Let us be found faithful regardless of the trials which come our way for the truth's sake. I would rather be persecuted at the hands of the ecumenical crowd and this present unjust government system than suffer judgment with them at Christ's coming.
I know a little about persecution and loss of religious liberty, more than most Americans, at least. For ten years we preached Christ and did church planting in a land in which Gospel work was strictly illegal. For at least two years there was a warrant out for my arrest. Our correspondence course ministry was shut down and incoming mail from interested readers was confiscated. Some of the national men in our church were arrested and spent time in jail. We lived in perpetual uncertainty. There were nagging fears. From day to day we did not know if our work would continue or whether I would be arrested, evicted from the country, and our ministry permanently shut down. It was not easy. We found, though, that in every trial "God is faithful, who will not suffer you to be tempted above that ye are able; but will with the temptation also make a way to escape, that ye may be able to bear it" (1 Corinthians 10:13).

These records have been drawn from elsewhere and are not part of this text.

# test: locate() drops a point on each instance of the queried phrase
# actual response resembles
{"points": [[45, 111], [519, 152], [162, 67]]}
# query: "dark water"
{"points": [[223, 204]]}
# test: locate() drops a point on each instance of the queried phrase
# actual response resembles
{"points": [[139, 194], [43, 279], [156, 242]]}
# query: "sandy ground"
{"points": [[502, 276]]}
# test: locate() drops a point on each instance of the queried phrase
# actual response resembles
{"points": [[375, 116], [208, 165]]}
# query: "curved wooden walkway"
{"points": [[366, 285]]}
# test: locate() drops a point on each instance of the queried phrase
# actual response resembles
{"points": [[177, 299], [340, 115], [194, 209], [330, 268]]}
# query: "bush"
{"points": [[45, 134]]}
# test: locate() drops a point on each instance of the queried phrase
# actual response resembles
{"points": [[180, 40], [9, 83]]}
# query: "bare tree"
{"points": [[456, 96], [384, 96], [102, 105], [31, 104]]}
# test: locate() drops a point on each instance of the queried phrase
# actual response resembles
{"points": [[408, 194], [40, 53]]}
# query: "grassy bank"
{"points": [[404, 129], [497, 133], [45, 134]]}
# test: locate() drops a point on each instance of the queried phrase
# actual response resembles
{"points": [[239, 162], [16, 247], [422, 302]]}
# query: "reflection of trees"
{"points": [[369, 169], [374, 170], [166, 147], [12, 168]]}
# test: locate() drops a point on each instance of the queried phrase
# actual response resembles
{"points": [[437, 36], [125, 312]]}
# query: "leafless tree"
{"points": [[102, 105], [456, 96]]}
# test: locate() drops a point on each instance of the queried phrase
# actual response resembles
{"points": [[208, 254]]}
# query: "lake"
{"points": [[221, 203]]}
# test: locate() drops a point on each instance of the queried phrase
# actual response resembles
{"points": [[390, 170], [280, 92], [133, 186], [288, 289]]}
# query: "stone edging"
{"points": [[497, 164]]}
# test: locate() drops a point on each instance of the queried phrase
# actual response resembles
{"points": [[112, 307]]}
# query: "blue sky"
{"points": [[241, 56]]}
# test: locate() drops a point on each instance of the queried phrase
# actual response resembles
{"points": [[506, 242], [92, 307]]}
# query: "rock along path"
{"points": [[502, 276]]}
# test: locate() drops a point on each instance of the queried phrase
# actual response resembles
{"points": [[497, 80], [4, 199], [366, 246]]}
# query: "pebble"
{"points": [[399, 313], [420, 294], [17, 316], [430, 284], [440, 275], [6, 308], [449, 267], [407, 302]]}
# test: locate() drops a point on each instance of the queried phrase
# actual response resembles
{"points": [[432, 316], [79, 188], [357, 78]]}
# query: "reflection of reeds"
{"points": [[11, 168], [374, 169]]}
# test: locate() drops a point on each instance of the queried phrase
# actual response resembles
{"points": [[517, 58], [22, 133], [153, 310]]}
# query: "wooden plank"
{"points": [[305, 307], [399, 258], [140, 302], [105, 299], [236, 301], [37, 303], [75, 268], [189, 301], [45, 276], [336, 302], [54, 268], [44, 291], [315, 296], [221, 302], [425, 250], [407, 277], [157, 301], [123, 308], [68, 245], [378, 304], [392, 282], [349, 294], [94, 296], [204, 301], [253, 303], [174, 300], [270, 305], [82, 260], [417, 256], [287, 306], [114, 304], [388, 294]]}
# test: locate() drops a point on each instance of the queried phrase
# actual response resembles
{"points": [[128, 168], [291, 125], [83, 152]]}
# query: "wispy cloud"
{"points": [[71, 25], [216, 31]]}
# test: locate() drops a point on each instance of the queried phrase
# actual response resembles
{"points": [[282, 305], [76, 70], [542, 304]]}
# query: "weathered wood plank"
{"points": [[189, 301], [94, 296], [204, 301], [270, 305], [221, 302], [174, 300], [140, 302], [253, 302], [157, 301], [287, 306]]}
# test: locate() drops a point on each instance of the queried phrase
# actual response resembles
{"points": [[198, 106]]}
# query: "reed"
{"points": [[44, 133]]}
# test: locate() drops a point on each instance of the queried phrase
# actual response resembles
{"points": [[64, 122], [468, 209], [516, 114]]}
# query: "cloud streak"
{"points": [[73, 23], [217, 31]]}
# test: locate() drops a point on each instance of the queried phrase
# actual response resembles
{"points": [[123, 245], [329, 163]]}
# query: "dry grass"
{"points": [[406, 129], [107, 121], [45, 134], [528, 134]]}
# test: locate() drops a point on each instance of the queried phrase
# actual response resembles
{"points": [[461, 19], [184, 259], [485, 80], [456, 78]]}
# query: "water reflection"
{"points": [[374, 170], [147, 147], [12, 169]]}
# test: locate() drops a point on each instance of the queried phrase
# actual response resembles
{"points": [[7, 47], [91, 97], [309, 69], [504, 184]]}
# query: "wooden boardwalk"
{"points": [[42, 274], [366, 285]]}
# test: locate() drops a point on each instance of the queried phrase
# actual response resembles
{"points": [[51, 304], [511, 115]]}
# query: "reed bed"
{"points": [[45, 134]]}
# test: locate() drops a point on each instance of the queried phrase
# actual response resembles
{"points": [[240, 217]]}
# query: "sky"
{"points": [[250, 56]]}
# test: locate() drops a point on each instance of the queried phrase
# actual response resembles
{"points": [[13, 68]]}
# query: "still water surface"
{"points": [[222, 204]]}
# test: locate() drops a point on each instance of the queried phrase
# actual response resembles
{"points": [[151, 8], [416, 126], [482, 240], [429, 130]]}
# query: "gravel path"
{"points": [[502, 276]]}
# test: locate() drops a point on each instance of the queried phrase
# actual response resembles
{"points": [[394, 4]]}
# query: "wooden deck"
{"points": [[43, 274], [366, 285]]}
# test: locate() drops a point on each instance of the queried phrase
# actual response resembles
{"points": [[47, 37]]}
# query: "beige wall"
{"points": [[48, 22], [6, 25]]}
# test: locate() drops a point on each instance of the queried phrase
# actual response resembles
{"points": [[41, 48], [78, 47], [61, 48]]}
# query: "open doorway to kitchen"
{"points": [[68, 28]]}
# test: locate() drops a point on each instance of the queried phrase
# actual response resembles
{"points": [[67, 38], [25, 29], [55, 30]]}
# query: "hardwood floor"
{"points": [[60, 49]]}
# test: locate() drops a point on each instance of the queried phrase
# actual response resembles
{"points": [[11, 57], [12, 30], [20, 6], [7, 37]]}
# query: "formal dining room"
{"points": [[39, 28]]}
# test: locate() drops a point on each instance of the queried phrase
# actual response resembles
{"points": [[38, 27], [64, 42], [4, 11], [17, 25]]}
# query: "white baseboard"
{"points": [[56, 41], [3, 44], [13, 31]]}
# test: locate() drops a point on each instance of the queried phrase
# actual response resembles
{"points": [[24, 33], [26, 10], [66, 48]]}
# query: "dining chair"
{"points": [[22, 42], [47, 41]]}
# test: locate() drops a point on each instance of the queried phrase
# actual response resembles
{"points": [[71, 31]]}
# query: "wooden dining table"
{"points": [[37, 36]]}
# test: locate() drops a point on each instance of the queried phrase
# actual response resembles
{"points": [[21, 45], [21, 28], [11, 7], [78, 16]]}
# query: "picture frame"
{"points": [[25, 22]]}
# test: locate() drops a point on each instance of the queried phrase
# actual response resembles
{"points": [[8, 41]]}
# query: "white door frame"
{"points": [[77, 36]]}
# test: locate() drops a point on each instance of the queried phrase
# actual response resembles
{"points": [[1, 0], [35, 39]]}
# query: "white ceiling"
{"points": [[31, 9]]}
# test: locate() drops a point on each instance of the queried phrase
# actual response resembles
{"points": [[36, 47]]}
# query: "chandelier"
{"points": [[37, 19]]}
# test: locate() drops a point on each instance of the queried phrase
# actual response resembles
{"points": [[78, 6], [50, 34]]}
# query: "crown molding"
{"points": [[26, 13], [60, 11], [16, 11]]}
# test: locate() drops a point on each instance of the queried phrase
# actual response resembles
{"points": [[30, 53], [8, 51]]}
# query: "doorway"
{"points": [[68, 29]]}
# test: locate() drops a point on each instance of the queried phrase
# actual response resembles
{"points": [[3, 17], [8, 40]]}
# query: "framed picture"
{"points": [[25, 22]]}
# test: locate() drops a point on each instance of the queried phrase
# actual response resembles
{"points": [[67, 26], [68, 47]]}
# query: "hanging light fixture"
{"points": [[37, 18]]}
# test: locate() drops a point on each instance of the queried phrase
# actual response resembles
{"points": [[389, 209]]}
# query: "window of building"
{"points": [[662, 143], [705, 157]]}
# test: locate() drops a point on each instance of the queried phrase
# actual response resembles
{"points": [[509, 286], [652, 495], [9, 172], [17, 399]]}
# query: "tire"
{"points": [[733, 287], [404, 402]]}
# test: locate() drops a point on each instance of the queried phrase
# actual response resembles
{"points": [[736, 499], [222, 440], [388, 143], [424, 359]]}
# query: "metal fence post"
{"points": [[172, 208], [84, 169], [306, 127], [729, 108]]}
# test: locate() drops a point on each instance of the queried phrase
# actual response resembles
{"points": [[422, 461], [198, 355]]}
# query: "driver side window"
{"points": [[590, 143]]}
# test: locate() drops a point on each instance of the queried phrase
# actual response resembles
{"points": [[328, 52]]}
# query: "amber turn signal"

We also learned the marvelous power of prayer. In 2 Corinthians chapter one the Apostle Paul described the persecution which he endured in Asia, and he attributed his deliverance, in part, to the prayers of the God's people. "Ye also helping together by prayer for us, that for the gift bestowed upon us by the means of many persons thanks may be given by many on our behalf" (2 Cor. 1:11). Persecution should not drive us to despair; it should drive us to our knees; for our God is in control of every detail of our lives. No authority exists without His permission. He has said that He has numbered the very hairs of our head, so we know He is intimately concerned for and involved with every detail of the lives of His people.